Kresna juga tak dapat membiarkan Duryodana pada akhirnya mengalahkan Bima yang kelelahan. Diam-diam ia menepuk-nepuk pahanya sendiri. Sekilas bahasa tubuhnya itu seperti orang yang cemas, tetapi juga seperti tanda untuk Bima. Seranglah bagian paha Duryodana. Bima yang kehabisan akal, juga kehabisan napas, memahami pesan Kresna tersebut. Ia menjatuhkan diri dan membiarkan Duryodana mendekat dan bernafsu untuk segera mengakhiri Bima yang kelelahan. Tapi apa daya, Bima yang telah bersiap bergerak memukul pangkal paha Duryodana terlebih dahulu. Dentuman dahsyat terdengar saat gada Bima menghancurkan paha Duryodana. Ia jatuh tersungkur, meraung kesakitan. Bima sesaat terpaku, tapi kemudian ia menerjang, menindih tubuh Duryodana, merobek dadanya dan meminum darah dari jantung Duryodana. Bima kemudian membasahi kepalanya dengan darah Duryodana. Sampai akhirnya Kresna berteriak, ”Cukup Bima, sumpahmu sudah terlaksana. Jangan kau biarkan amarah dan benci terlalu lama menguasai dirimu!”

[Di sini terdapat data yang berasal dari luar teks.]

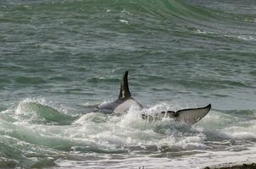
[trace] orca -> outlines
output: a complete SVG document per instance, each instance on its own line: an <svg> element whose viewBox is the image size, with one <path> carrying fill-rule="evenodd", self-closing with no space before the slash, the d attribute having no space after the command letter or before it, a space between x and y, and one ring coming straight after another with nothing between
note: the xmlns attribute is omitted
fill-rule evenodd
<svg viewBox="0 0 256 169"><path fill-rule="evenodd" d="M97 108L107 112L114 112L115 113L123 113L129 111L132 106L139 110L142 109L142 106L137 102L130 93L128 71L125 71L121 81L118 99L111 102L101 104L97 106Z"/></svg>
<svg viewBox="0 0 256 169"><path fill-rule="evenodd" d="M128 112L131 106L134 106L138 110L142 110L143 108L143 106L131 95L128 84L128 71L125 71L121 81L118 99L111 102L98 105L97 109L107 112L120 114ZM170 117L174 118L176 122L195 123L205 117L210 109L211 104L209 104L204 107L181 109L176 112L161 112L155 115L142 113L142 119L150 122L161 120L164 117Z"/></svg>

Tubuh Duryodana terkulai, dadanya terbuka, baju perangnya bersimbah darah. Lalu langit terbelah, cahaya putih memancar bagai ribuan air hujan yang turun membasahi bumi. Kidung para bidadari terdengar mengalun bersama mega-mega yang berarak memberikan penghormatan padanya. Konon, ia mengangkasa diterima di swargaloka.